Given that, I'm printing ~15% infill, fast honeycomb, and it's not killing print time. Also I'm trying out 4 outer shells so I have plenty sturdiness to sand. I print at 0.3mm layer height since everything gets painted as well.

You might want to look into Simplify3D if you're frustrated like I was for supports. The granular control it's given me of supports has been my favorite thing since I got it for Christmas. I tend to not care how the finish of the back side of the masks come out, so I have S3D only put supports on the outer perimeter, and let the rest of the inside have sags and bridges that I come through and sand later. It's also helping me cut down print time drastically b/c of ~90% less supports being printed.

One final note for slicing is that I am starting to like the approach of slicing off the detail-centric front face for a single print, then dicing up the remainder as-needed with a little less care. The intent is to preserve all the details where it matters, and put the seams away from front-and-center.

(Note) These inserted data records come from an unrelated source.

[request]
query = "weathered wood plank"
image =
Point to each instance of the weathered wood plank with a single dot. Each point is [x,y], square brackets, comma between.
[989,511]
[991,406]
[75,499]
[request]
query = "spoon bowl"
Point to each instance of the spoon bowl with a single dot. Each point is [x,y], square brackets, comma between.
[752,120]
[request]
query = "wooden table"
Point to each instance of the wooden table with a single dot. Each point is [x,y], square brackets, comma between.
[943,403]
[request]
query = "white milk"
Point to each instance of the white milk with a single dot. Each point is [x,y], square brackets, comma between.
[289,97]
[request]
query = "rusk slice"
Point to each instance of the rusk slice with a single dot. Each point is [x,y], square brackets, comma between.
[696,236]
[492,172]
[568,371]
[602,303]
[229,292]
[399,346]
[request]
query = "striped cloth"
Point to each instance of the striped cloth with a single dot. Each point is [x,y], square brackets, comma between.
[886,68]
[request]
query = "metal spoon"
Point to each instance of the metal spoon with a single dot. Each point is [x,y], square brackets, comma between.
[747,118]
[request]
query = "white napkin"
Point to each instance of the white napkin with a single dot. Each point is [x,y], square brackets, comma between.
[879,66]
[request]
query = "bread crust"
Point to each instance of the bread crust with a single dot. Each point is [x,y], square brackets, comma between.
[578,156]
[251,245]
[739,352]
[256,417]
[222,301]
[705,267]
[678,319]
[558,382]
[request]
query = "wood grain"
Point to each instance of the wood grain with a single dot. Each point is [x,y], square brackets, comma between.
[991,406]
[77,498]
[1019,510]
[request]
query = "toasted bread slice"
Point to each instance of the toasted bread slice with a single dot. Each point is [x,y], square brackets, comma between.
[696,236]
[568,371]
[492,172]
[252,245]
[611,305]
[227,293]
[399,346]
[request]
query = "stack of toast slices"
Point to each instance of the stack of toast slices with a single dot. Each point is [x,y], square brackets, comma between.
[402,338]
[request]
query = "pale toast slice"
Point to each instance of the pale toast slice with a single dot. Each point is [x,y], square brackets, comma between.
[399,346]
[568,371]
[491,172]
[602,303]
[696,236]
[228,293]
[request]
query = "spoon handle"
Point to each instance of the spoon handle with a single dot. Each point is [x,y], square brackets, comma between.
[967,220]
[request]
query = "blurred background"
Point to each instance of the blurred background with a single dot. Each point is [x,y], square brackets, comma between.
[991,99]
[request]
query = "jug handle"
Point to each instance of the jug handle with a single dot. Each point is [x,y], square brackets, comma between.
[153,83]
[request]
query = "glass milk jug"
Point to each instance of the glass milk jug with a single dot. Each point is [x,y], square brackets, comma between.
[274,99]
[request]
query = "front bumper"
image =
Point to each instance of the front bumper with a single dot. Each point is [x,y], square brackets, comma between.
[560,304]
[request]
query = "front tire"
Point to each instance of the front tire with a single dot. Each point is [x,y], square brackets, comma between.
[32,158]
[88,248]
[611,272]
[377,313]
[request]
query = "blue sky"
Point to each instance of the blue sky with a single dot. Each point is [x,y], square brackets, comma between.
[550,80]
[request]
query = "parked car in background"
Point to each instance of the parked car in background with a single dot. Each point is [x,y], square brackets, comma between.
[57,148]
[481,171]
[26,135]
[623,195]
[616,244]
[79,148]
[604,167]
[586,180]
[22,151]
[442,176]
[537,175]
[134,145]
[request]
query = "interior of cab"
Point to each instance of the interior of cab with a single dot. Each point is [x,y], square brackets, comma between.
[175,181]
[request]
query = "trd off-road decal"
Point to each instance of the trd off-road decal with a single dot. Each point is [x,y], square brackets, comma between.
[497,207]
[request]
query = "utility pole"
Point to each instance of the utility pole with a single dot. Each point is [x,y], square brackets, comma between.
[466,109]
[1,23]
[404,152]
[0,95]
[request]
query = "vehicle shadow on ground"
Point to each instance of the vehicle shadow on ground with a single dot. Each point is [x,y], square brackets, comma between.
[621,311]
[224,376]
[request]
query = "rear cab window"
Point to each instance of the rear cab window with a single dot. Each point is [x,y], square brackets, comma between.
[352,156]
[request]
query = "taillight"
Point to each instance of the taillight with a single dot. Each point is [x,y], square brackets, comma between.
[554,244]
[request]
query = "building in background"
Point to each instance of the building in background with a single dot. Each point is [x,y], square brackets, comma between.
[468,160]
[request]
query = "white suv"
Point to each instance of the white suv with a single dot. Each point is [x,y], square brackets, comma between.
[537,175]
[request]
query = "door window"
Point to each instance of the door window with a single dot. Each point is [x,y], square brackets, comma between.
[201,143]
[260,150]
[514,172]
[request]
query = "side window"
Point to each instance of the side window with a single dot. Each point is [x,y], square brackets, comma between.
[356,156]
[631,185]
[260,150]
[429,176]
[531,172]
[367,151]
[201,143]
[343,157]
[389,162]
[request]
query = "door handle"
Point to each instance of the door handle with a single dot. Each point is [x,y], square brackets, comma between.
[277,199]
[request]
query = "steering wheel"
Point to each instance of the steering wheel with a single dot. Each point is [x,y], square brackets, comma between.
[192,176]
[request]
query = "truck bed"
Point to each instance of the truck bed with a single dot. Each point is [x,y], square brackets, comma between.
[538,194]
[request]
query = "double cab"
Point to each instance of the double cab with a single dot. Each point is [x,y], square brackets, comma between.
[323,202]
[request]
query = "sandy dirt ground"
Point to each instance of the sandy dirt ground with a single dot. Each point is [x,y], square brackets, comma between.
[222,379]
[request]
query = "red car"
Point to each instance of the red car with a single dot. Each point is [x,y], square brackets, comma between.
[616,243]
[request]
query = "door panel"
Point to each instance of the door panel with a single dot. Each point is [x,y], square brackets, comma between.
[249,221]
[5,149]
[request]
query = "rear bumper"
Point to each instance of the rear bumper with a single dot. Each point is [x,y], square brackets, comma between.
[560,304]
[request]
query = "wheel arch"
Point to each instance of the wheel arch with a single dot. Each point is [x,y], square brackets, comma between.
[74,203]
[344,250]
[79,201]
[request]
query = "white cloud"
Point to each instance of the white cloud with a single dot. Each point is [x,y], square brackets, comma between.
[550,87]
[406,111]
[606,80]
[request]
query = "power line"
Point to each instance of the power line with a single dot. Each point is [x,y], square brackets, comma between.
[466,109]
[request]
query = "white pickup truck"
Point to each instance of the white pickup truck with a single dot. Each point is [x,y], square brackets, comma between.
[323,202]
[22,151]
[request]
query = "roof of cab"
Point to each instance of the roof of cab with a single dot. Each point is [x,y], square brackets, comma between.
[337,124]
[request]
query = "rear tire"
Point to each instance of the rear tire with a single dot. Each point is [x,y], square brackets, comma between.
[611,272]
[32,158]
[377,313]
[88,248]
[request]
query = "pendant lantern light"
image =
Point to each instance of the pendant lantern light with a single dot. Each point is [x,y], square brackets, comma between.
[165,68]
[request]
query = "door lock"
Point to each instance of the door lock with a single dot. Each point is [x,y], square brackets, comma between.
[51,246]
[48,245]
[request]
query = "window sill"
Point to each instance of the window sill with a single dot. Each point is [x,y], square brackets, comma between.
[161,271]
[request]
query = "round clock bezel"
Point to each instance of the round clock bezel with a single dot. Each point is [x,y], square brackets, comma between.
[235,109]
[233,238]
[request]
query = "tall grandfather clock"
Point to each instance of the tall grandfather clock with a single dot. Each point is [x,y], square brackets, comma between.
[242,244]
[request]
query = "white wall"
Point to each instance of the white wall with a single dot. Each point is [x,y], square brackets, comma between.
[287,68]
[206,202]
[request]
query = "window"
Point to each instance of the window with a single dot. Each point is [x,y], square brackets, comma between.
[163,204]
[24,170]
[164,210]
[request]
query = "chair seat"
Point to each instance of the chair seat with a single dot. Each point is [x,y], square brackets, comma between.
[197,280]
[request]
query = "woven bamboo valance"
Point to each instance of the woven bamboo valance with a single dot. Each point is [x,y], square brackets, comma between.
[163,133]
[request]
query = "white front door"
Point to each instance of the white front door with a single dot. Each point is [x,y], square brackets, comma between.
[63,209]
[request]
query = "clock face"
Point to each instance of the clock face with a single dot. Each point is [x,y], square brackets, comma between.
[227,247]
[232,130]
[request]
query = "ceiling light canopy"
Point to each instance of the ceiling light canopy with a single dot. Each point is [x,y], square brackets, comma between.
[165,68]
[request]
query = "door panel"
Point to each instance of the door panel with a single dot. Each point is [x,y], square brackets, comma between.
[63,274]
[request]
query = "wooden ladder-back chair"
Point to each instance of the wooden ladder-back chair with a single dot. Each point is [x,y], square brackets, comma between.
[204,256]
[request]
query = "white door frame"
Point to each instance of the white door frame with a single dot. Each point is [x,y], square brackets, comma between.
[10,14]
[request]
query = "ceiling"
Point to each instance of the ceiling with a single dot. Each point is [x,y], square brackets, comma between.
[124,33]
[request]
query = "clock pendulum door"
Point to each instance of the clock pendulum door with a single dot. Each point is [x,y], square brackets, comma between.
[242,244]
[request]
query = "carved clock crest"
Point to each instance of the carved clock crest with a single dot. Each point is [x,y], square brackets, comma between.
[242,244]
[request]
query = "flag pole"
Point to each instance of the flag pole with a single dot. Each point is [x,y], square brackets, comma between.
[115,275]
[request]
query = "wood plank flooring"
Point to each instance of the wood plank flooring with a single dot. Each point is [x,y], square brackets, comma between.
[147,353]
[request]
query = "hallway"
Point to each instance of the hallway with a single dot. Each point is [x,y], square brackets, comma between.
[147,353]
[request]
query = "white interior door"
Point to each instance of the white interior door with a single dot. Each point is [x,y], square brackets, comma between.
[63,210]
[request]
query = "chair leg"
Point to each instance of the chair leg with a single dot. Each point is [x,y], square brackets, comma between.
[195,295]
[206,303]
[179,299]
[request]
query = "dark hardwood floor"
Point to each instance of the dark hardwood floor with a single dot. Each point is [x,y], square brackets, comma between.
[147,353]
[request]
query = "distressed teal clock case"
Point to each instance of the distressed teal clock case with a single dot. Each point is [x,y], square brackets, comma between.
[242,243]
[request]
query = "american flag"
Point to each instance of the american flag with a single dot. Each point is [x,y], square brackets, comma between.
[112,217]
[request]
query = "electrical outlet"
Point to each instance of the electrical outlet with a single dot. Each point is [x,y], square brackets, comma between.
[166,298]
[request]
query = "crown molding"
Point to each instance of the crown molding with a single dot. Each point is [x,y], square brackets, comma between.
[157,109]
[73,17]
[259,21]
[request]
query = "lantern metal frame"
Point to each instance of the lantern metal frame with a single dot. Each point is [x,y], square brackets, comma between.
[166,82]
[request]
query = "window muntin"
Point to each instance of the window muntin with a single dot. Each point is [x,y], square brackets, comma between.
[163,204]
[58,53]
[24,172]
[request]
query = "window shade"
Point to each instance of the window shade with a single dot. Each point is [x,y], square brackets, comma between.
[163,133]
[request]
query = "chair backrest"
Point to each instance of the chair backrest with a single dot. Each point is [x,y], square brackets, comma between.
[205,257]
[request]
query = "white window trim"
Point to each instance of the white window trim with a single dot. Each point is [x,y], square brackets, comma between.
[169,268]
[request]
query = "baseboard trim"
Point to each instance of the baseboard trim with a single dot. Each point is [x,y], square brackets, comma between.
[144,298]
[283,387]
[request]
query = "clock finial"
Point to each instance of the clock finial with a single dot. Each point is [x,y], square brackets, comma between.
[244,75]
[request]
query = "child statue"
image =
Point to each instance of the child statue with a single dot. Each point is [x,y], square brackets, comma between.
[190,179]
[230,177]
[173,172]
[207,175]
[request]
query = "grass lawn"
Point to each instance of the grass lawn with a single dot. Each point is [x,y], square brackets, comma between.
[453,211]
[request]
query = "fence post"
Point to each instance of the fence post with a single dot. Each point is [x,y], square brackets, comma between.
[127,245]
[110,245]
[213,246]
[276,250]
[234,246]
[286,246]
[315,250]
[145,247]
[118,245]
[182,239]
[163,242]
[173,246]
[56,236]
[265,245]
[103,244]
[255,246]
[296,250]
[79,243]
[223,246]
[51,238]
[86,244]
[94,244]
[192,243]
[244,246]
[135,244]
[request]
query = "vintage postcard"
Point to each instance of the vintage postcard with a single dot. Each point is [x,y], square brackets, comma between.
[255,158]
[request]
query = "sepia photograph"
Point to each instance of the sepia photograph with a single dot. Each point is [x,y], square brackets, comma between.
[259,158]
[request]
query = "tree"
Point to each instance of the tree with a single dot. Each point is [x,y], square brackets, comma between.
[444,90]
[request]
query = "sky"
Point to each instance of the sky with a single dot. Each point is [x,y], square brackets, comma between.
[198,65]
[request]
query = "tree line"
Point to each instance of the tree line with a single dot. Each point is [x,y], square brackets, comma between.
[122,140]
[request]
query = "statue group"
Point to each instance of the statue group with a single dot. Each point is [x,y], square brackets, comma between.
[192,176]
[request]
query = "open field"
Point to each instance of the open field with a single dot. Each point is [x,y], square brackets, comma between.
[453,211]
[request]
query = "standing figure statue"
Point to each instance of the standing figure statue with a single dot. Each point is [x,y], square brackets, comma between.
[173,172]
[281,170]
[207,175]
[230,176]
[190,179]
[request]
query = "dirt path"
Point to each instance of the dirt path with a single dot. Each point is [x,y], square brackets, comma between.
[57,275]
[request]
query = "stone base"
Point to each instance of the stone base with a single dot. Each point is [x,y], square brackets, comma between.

Nice! Thanks for the tips JimmyTime! I will start playing around with different ways of slicing (was thinking a forehead to back-of-jaw diagonal cut would maybe cut down on supports.). Definitely will try more shells, higher layers. S3D I most likely will have to invest in, but later (so broke!)
Let me know what you think about the vertical column I put in the back and the strap strategy in general. I made it thinking an elastic strap would anchor with a loop there and attach to mask by Velcro (also made a recess area on mask cheek for the Velcro). I thought this the best way to go so put on/take off would be easy but I'm 2nd guessing now. Something like snowboard bindings would sure look better but difficult to remove, I think. I might make a hard frame for the elastic to thread through (mainly for looks).

Progress pics

Note - the filled gap is me and my printer's fault, nothing wrong at all with the model. I caught it running out of filament and only missed ~1 line, but it was enough to merit some plaster.




Thanks so much for sharing! Sweet! (So jazzed you're using my model!)

-Is this the V2 or V3 file?
-PLA print, sanded and coated? (what is the plaster?)
-How's the fit/scale? 100% scale right?
-Is that a Batman cowl to the left of last pic?